The Democrat running for Pitkin County Commission refused to comply with a probation order placed on her by the Colorado Board of Nursing.  That’s according to new information uncovered by the Aspen Times.

Patti Clapper is running against incumbent Republican commissioner Rob Ittner.  She has touted her record of more than 30 years as a registered nurse.  But, she hasn’t actually worked as a nurse since the late 1990’s.  The Aspen Times reported on Friday that Clapper was placed on a two-year probation for inadequately treating an elderly patient in the late 90’s.  The Times quotes the Board of Nursing sanction against Clapper for not responding to the patient’s pager calls while he was under her care.  The man later died in hospice.  She was placed on probation in 1999 but Clapper reportedly never completed the probation because she stopped practicing as a nurse.  She kept her nursing license current but hasn’t practiced because she refused to comply with the nursing board’s sanction.  Her nursing license is current but with conditions.  In an interview with the Times, Clapper said she did nothing wrong and that she is a victim of a – quote - malicious complaint.  RA, APR News.
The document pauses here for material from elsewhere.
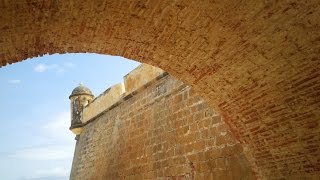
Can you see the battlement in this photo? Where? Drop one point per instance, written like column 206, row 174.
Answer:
column 132, row 82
Story that aired on October 14th, 2014:

In the race for the lone contested Pitkin County Commissioner seat, candidate Patti Clapper says she’s ready to return to the board. The former nurse and commissioner is running in District One against incumbent Rob Ittner. Aspen Public Radio's Marci Krivonen sat down with her.

Patti Clapper served on the elected board for more than a decade before she was term-limited. This time around, she says her focus is on funding for health and human service organizations and growth management. It's an issue where she says she and her opponent differ.

"I think when it comes to growth and development, I have a 12 year track record of being pretty consistent about managed growth. I believe there’s appropriate growth in appropriate places. I think we need to keep our eye on the rural parcels that are sitting out there and are ripe for development in Pitkin County."

Since she left office, she says she’s worked in a variety of jobs and gained new perspective about what the “common man” wants. She says she’d like to be the “voice of the people of Pitkin County.”